Monday, October 24, 2005

Four random thoughts.

  1. The "Age of Reason"--it denotes the 17th and 18th centuries, characterized by anticlericism and dominance of libertine philosophies, and also the seventh year of a child, the age at which he just barely has the mental faculties to do wrong. Coincidence? I think not.

  2. Genesis 14:18-20--"And Melchizedek king of Salem brought out bread and wine; he was priest of God Most High. And he blessed him and said, 'Blessed be Abram by God Most High, maker of heaven and earth; and blessed be Go Most High, who has delivered your enemies into your hand!'"

    This could be used as a good scriptural apologetic against the notion that the Church has the option to use rice as the matter of the Eucharist. The preeminence of bread and wine in both the New and Old Testament--and in the hands of Melchizedek no less, whose 'order' the Catholic priest is said to join (as distinct from the order of Levi)--demands that continuity--that sign of unity, not only geographically but across eons.

  3. "What are we swimming in?" - the half-sleeping thought that popped into my head before this afternoon's 20 minute nap. The being that underlies all being, the real behind the surface. I conjured an image of all three-dimensional being as two dimensional, and this "sheet" of being as the canvas of God's creation, who gives certain of his paintings more texture, more three-dimensionality than others.

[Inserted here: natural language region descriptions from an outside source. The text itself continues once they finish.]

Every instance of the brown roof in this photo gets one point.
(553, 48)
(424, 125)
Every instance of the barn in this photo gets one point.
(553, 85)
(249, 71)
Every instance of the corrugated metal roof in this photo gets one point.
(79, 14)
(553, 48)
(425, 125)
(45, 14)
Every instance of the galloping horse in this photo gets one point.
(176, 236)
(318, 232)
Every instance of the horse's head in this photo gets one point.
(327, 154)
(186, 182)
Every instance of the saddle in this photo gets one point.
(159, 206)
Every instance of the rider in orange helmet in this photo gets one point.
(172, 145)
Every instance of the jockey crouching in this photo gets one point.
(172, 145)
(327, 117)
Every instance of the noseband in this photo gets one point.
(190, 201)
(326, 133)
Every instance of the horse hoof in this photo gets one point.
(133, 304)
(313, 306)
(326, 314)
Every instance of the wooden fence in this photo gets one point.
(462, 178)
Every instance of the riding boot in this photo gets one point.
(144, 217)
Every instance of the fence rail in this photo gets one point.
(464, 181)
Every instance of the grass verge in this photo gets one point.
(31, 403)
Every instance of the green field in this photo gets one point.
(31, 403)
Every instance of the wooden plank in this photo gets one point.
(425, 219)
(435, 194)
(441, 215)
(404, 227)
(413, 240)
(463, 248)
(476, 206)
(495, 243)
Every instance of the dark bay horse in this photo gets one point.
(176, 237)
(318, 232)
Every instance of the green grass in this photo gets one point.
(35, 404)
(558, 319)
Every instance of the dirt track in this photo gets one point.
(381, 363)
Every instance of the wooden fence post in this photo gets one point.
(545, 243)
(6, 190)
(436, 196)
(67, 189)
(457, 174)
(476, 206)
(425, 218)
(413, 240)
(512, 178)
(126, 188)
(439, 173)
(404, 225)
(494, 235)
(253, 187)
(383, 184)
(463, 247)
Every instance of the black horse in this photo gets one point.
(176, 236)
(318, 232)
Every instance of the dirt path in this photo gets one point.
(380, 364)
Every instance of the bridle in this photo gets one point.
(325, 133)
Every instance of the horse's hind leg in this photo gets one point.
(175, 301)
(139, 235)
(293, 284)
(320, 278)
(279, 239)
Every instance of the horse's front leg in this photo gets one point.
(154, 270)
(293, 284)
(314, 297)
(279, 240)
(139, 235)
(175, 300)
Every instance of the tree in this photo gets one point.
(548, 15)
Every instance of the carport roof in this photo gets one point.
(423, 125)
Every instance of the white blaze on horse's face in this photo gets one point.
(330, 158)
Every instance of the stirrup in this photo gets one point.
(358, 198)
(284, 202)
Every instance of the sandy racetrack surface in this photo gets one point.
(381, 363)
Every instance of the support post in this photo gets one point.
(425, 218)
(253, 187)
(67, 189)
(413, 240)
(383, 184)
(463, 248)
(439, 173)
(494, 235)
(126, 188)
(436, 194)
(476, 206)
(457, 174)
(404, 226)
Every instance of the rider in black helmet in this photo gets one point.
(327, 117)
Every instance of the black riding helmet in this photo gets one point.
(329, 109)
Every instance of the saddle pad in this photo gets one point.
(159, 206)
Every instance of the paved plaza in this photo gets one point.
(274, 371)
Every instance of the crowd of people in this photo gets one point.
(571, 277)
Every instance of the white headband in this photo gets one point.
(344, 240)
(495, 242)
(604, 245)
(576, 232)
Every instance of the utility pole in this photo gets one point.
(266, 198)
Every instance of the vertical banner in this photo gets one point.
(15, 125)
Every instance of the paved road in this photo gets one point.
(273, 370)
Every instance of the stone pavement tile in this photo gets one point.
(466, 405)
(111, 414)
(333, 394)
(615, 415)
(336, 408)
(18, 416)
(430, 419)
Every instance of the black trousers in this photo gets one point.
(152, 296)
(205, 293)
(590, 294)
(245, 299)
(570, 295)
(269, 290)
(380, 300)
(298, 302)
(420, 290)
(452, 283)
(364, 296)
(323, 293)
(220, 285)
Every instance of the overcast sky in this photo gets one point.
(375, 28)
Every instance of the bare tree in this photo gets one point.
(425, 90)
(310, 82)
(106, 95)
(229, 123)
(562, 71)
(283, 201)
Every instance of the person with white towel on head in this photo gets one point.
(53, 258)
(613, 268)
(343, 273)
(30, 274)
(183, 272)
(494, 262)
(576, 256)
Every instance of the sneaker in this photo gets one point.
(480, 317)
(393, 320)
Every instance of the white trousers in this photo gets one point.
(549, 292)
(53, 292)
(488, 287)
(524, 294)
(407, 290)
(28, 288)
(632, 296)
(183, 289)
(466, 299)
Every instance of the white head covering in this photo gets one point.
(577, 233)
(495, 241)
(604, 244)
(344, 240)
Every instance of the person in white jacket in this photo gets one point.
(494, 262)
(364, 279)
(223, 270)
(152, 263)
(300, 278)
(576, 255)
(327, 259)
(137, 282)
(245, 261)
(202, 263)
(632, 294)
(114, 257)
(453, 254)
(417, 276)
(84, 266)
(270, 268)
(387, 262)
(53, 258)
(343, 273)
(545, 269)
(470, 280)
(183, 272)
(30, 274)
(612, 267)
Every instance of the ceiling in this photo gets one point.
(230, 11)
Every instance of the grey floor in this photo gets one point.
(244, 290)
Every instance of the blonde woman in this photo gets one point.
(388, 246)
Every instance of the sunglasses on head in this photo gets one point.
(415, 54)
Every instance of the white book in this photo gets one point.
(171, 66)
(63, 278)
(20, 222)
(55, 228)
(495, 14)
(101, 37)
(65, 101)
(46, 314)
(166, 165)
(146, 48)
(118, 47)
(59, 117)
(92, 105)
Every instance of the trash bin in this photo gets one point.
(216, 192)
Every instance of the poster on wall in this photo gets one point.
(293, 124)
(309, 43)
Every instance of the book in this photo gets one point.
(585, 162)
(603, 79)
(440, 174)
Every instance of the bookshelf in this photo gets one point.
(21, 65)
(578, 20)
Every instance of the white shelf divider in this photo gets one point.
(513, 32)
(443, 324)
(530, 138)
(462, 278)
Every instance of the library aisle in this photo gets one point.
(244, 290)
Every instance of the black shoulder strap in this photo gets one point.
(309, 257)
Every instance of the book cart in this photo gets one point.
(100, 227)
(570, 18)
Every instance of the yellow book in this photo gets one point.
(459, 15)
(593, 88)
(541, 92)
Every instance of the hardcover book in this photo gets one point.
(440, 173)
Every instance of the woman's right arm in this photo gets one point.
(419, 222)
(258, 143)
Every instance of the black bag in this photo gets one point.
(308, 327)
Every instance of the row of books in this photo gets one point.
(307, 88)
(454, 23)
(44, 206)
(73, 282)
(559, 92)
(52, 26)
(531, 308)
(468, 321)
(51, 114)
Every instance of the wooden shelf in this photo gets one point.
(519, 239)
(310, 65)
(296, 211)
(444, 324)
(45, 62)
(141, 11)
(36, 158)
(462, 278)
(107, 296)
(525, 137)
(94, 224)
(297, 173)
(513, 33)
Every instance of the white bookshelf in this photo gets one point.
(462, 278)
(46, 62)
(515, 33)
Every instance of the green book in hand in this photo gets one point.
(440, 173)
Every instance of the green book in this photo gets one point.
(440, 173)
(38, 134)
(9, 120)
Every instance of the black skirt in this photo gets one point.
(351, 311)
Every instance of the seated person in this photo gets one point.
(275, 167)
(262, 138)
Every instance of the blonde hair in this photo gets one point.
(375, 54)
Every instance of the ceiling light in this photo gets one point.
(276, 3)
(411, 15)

  4. I hate "praise and worship" and other forms of Christian rock--it's bad rock and it's bad Christianity. It's bad rock, smacking of sacharine Disneyland pop-Christian Jesus-Freak "nicety nice" vapid flatulence that ruins the adrenaline rush of good secular classic and metal rock; and it's often bad Christianity, reducing the Gospel to nerve stimulation and flights of middle-class starry-eyed ephemeral sentimental optimism--the perfect target for sin and death to crush into a puddle of bored and narrow-minded despair. When Christian rock is tacked onto the Mass as a "kid grabber," it's worse. Christian rock hijacks the holy sacrifice of the Mass and turns it into the vehicle for a worldly agenda, deifying the lesser good; it reduces beauty to taste, covenant to relevance, charity to infatuation, universal to particular, history to modernity, and ultimately, glorification to Pelagian praise ("we do it"), and salvation to experience.

    A youth group should have two goals with respect to music, which have an analogy to the liturgical purposes of the Glorifying of God and the Sanctification of Man. First, teens should be exposed to, immersed in, and practicing well done, traditional, Catholic music--from multiple ages and cultures (from the most ancient accessible chants, to Byzantine, Gallic, to post Reformation, African, Latino, etc.)--and insodoing, they can see how a distinctive American worshipping music can be a development, and not a break from Catholic music past. Second, teens should be able to listen to all the contemporary stuff with the gift of discernment of spirits, to find where the paschal mystery hides in all of secular culture, in their favorite songs, and in the rest of pop culture; then they will have the freedom that comes from truth, and be able to enjoy secular entertainment in a way their friends couldn't even imagine

    The basic idea is that the Mass, the Source and Summit of Christian life, exports, rather than imports the Gospel that heals and perfects culture.

4 comments:

Fr. Thomas said...

I've never seen a good youth group, so my view is tainted, but you'll never get teens to listen or sing Byzantine and Gallic chant. However, I'd love to see you try and conduct that choir. Smells like teen Spirit?

Fr. Thomas said...

If you are a blob on a canvas, how would you ever know it? Or, like Hegel, can you ascend to the Absolute viewpoint and survey the history of Being? Good analogy, though, for getting people to think beyond their noses. Then we have to tell them that Being is not any thing, or some big being that somehow holds the other beings together. Because, we need to think other than being./shameful plug

Jeff said...

Yeah yeah. I don't think I'd turn the youth group into a schola; there I'd let things stay easy and just encourage the guys to think about the music they already listen to. But _would_ there be a teen schola? You bet your bearenstein bears.

Is true that the #3 thing conflates "being" with "space". That wasn't so much my intent, since I was grasping at the cooling embers of a pre-afternoon-nap mental explosion. I hate how those things slip away so doggon wuickly.

Fr. Thomas said...

We're communicating so well it's like we're in mcdonalds in the oude markt. So, you've got to come down here some time; see Aurelius and Denis again. I'm reading Rolheiser's book "The Holy Longing," which, apart from it's easy and loose style, and almost pandering to a wide audience, he has some good things to say about spirituality, albeit in simplified and popular language.